In this paper, we propose a new image-based visual place recognition (VPR) framework by exploiting the structural cues in bird's-eye view (BEV) from a single monocular camera. The motivation arises from two key observations about place recognition methods based on both appearance and structure: 1) For the methods relying on LiDAR sensors, the integration of LiDAR in robotic systems has led to increased expenses, while the alignment of data between different sensors is also a major challenge. 2) Other image-/camera-based methods, involving integrating RGB images and their derived variants (eg, pseudo depth images, pseudo 3D point clouds), exhibit several limitations, such as the failure to effectively exploit the explicit spatial relationships between different objects. To tackle the above issues, we design a new BEV-enhanced VPR framework, namely BEVPR, generating a composite descriptor with both visual cues and spatial awareness based on a single camera. The key points lie in: 1) We use BEV features as an explicit source of structural knowledge in constructing global features. 2) The lower layers of the pre-trained backbone from BEV generation are shared for visual and structural streams in VPR, facilitating the learning of fine-grained local features in the visual stream. 3) The complementary visual and structural features can jointly enhance VPR performance. Our BEVPR framework enables consistent performance improvements over several popular aggregation modules for RGB global features. The experiments on our collected VPR-NuScenes dataset demonstrate an absolute gain of 2.47% on Recall@1 for the strong Conv-AP baseline to achieve the best performance in our setting, and notably, a 18.06% gain on the hard set. The code and dataset will be available at https://github.com/FudongGe/BEV2PR.
Paper Structure (18 sections, 16 equations, 4 figures, 6 tables)

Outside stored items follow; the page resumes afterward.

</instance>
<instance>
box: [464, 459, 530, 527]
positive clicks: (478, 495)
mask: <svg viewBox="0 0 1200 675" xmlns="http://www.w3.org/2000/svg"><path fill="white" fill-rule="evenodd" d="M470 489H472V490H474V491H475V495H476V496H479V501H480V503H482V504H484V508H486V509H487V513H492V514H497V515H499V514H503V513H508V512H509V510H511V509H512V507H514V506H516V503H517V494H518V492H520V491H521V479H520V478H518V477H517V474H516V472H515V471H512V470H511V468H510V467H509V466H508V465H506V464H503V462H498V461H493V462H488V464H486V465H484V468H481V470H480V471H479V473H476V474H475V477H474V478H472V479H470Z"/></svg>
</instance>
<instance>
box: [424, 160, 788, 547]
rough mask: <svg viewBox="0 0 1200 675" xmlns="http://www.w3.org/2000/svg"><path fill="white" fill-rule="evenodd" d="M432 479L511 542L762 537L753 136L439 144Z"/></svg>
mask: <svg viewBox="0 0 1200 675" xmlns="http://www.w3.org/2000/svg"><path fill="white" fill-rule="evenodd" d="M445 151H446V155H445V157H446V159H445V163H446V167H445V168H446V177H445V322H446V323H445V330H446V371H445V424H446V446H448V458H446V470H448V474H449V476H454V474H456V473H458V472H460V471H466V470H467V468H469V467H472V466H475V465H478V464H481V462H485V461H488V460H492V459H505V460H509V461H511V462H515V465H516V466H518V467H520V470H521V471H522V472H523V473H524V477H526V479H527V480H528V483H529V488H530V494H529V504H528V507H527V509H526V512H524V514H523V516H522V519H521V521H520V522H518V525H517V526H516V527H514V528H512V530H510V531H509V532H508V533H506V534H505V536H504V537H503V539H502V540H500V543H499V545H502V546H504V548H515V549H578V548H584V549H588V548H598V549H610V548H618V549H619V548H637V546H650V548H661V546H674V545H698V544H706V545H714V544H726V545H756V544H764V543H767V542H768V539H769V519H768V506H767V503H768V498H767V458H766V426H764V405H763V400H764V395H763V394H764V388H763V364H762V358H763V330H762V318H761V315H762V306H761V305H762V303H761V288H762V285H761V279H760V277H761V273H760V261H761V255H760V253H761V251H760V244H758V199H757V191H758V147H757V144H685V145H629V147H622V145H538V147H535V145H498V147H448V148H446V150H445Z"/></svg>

This paper contains 18 sections, 16 equations, 4 figures, 6 tables.

Figures (4)

  • Figure 1: Schematic diagram of methods based on both appearance and structure using camera and/or LiDAR sensors: a) methods using RGB, segmentation and depth images, b) methods using RGB images from camera and 3D point clouds from LiDAR, c) methods using RGB and segmentation images, d) methods using RGB images and 3D point clouds reconstructed from multiple RGB images, e) methods using RGB and depth images, f) (ours) using RGB images and BEV generated from RGB images.
  • Figure 2: Overview of our proposed pipeline. (1) In Stage I, we pre-train a BEV generation model using a front-view image to extract BEV features as a more explicit source of structural knowledge in the global feature. (2) In Stage II, we first copy the modules of the BEV model as part of the structural stream and freeze them to introduce BEV features into VPR, then crop its backbone into two parts, with the former serving as the bottom backbone shared with the visual stream and the latter copied as the sub-backbone of visual stream and then unfrozen. After that, any aggregation module for RGB global features is inserted into the visual stream and a relatively simple GeM module is used in the structural stream, followed by a feature fusion operation. (3) Finally, the nearest neighbor search is used to retrieval the top-$k$ images.
  • Figure 3: Example of samples with different recall difficulties on our collected VPR-NuScenes dataset.
  • Figure 4: Visualization comparisons of RGB and BEV features. Obviously, BEV features exhibit more structural characteristics than RGB features.